JAYAPURA – Angka kemiskinan di Provinsi Papua sesuai data Badan Pusat Statistik (BPS) yang dirilis pada Maret 2022 adalah sebesar 26,56%. Angka itu sekaligus menjadikan Provinsi Papua menjadi provinsi dengan tingkat kemiskinan tertinggi di Indonesia. Peringkat kedua adalah Provinsi Papua Barat sebesar 21,33%. Sementara Provinsi Aceh yang sama-sama mendapatkan kucuran dana Otonomi Khusus (Otsus) adalah 14,64%.

Kondisi itu membuat tokoh perempuan Jayapura, Dra. Sipora Nelci Modouw, M.M angkat bicara. Ketua Badan Kerjasama Organisasi Wanita (BKOW) Provinsi Papua ini menyebutkan kendala-kendala yang menyebabkan sulitnya memajukan Papua. Salah satu di antaranya adalah pengkaderan pemimpin atau leadership di Papua yang dinilainya kurang bagus. Hal ini berdampak pada pengangkatan orang-orang yang duduk dalam birokrasi seakan tidak terseleksi secara baik dan benar.

“Dalam birokrasi yang ada saat ini, mungkin masih ada orang-orang yang tidak tahu baca, tidak tahu tulis, tidak mengerti aturan pemerintah juga. Ini tidak ditemukan pada saat saya masih ada di birokasi,” ungkap mantan Kepala Biro Pemberdayaan Perempuan Prov. Papua ini, di Jayapura, Rabu (23/11/2022).

Sipora Nelci Modouw menyebut, ketika Provinsi Papua dipimpin oleh Gubernur Barnabas Suebu, program pembangunan begitu rapi, mulai dari planning hingga pelaksanaan.

“Master plan Pak Bas Suebu jauh lebih hebat dari yang ada di birokrasinya Lukas Enembe. Saya ada di masa itu dan saya tahu bagaimana caranya akuntabilitas itu jalan dengan baik. Karena harus ada rapat periodik pimpinan dengan gubernur, kemudian evaluasi dan sebagainya, itu terasa. Tapi di jaman sesudah saya, saya tidak ikuti, hanya dengar hasil saja, dan lihat hasilnya tidak terasa sama sekali. Apa yang ada ini (adalah) hasil pembangunan dari gubernur-gubernur yang lama,” kata adik kandung pelaku sejarah Penentuan Pendapat Rakyat (Pepera) alm. Ramses Ohee ini.
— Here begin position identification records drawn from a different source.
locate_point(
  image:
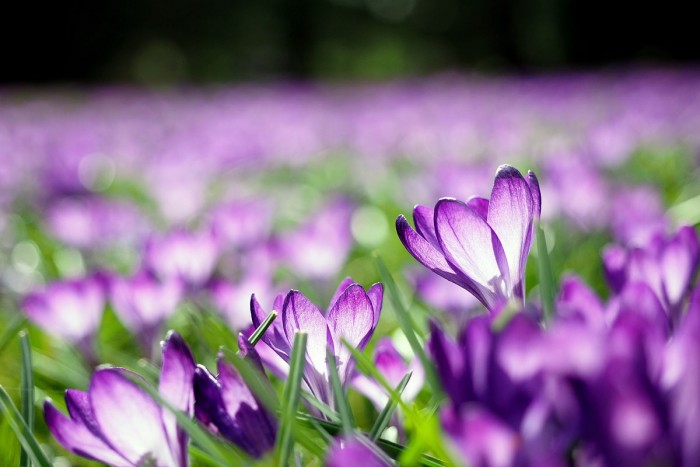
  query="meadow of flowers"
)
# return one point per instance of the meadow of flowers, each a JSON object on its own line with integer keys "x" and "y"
{"x": 445, "y": 271}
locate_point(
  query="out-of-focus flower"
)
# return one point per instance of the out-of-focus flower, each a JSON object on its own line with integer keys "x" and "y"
{"x": 666, "y": 266}
{"x": 481, "y": 245}
{"x": 393, "y": 367}
{"x": 241, "y": 224}
{"x": 318, "y": 249}
{"x": 116, "y": 422}
{"x": 69, "y": 309}
{"x": 143, "y": 304}
{"x": 352, "y": 315}
{"x": 637, "y": 214}
{"x": 350, "y": 452}
{"x": 226, "y": 406}
{"x": 180, "y": 255}
{"x": 232, "y": 300}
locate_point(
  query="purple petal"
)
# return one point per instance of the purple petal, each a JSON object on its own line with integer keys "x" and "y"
{"x": 469, "y": 244}
{"x": 510, "y": 216}
{"x": 130, "y": 420}
{"x": 347, "y": 282}
{"x": 299, "y": 314}
{"x": 534, "y": 185}
{"x": 429, "y": 256}
{"x": 424, "y": 220}
{"x": 73, "y": 435}
{"x": 376, "y": 296}
{"x": 480, "y": 205}
{"x": 175, "y": 386}
{"x": 352, "y": 319}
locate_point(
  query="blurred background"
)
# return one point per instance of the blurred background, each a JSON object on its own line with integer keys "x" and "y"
{"x": 181, "y": 41}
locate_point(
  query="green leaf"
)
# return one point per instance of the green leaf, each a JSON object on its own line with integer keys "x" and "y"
{"x": 290, "y": 401}
{"x": 385, "y": 416}
{"x": 341, "y": 401}
{"x": 27, "y": 390}
{"x": 407, "y": 326}
{"x": 11, "y": 330}
{"x": 258, "y": 333}
{"x": 25, "y": 436}
{"x": 547, "y": 283}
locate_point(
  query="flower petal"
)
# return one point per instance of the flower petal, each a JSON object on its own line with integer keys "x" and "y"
{"x": 352, "y": 319}
{"x": 73, "y": 435}
{"x": 376, "y": 296}
{"x": 130, "y": 420}
{"x": 299, "y": 314}
{"x": 510, "y": 216}
{"x": 472, "y": 247}
{"x": 175, "y": 386}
Kendala lainnya, lanjutnya lagi, adalah konstruksi budaya Papua yang menempatkan kaum perempuan sulit untuk terlibat secara langsung dalam merumuskan maupun melaksanakan kebijakan-kebijakan pembangunan. Hal itu membuat dirinya miris. Kendati menjadi Kepala Biro Pemberdayaan Perempuan Provinsi Papua, aku Sipora Nelci Modouw, ia belum mampu membawa kaum perempuan Papua keluar dari kungkungan budaya tersebut.
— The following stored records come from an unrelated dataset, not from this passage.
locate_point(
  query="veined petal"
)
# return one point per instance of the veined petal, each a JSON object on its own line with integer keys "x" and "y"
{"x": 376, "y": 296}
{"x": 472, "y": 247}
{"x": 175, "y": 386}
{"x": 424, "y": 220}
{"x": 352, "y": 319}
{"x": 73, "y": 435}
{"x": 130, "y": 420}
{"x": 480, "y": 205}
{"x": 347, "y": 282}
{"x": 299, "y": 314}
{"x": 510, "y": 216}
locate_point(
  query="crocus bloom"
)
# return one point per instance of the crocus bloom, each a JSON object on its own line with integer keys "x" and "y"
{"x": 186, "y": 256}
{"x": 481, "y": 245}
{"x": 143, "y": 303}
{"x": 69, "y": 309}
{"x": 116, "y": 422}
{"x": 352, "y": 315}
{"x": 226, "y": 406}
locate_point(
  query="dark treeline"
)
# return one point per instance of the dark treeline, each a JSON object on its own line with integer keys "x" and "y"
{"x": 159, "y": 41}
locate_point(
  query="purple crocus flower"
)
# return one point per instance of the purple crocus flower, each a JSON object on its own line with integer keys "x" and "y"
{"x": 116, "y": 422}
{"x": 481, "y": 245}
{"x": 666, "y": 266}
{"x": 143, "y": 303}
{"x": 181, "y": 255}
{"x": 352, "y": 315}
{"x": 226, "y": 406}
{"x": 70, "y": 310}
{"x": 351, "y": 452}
“Saya punya dana besar tapi tidak bisa bikin apa-apa, karena di akar rumput, laki-laki memegang peranan penting. Kami terbentur dengan hambatan-hambatan sosial yang terkonstruksi begitu ketat dan kita tidak mencapai apa-apa,” kata pendiri Ikatan Perempuan Asal Sentani (IPAS) ini.

Menurutnya, Papua dengan sekitar 3 juta OAP (Orang Asli Papua) ini sebetulnya gampang dibangun. Tapi dalam praktiknya, sulit sekali karena tidak semua laki-laki yang menjadi birokrat, punya visi dan misi yang jelas.
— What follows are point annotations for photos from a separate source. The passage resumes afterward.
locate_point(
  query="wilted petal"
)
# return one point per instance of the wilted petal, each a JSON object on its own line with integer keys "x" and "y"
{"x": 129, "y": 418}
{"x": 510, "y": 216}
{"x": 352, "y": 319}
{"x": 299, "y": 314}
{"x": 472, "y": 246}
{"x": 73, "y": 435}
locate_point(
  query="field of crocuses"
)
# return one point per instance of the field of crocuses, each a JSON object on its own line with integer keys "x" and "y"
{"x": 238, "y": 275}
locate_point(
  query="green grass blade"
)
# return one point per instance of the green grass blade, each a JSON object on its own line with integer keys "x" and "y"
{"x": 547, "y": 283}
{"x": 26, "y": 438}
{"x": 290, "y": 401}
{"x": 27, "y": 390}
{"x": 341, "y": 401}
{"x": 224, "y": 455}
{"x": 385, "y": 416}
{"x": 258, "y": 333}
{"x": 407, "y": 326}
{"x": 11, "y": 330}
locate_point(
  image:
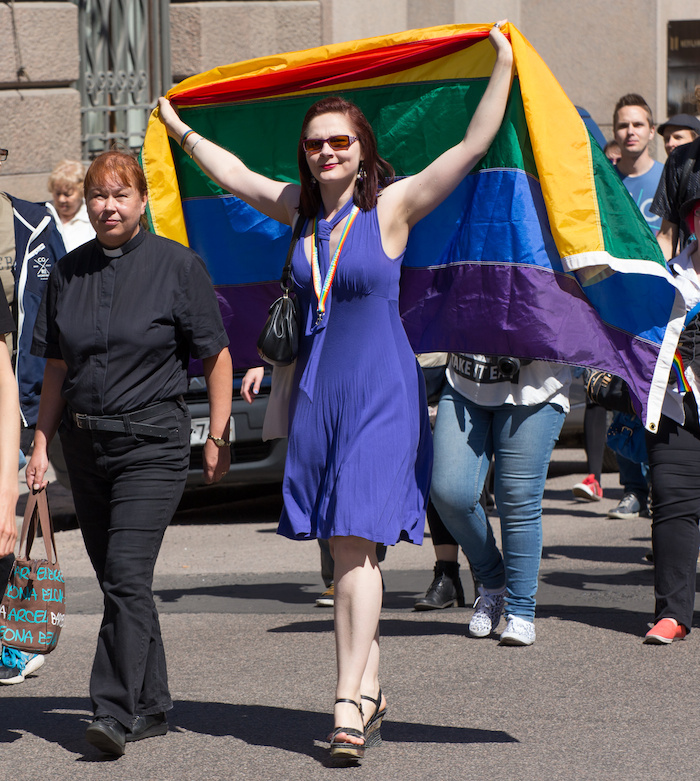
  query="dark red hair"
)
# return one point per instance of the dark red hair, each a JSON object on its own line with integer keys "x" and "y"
{"x": 377, "y": 172}
{"x": 690, "y": 214}
{"x": 116, "y": 165}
“Mereka tidak punya hati yang baik untuk membawa Tanah Papua ini, membawa masyarakat ini, untuk maju,” kata Sipora Nelci Modouw.

Sipora Nelci Modouw juga melayangkan kritik terhadap tokoh-tokoh Papua yang duduk di Majelis Rakyat Papua (MRP). Menurutnya, lembaga kultur yang dibentuk sebagai amanat UU Otsus Papua itu bisa berkiprah lebih baik, jika orang-orangnya memiliki knowledge, skill, dan attitude yang mumpuni sehingga program-program yang dihasilkan bisa sinergis dengan program dari eksekutif serta kebijakan yang dihasilkan oleh DPRP.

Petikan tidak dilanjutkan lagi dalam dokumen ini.